Ice cream is one of my guilty pleasures, and I’ve been eyeing this key lime pie ice cream recipe for a while. Be sure to use real key limes for this frozen treat. I was intrigued and delighted to see this recipe, which doesn’t include additional sugar or even require any cooking! Most custard- or cream-based ice cream recipes require heating a mixture of egg yolks, cream, and sugar. This recipe couldn’t be any easier to make, and the sweet-tart flavor of the key lime juice against the graham cracker crumbs really does taste like cool, refreshing key lime pie!
Source: Key Lime Pie Ice Cream, Cooking Light
1 ½ cups 2% reduced-fat milk
½ cup fresh or bottled Key lime juice (such as Nellie and Joe's)
½ cup whipping cream
Dash of salt
1 (14-ounce) can fat-free sweetened condensed milk
6 graham crackers (1 ½ cookie sheets), coarsely crushed, divided
Key lime wedges (optional)
Combine first 5 ingredients, stirring with a whisk.
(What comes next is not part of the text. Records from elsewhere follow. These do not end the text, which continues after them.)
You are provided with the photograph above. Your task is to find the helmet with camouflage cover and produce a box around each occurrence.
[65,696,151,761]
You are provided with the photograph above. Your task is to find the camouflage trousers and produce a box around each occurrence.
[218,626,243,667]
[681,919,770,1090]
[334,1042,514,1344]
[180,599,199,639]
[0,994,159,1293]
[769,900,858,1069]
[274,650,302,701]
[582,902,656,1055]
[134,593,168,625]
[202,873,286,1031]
Pour mixture into freezer can of an ice-cream freezer, and freeze according to manufacturer's instructions. Stir ⅓ cup graham crackers into ice cream. Spoon ice cream into a freezer-safe container, and cover and freeze for 1 hour or until firm. Sprinkle each serving with 1 teaspoon graham crackers. Garnish with lime wedges, if desired.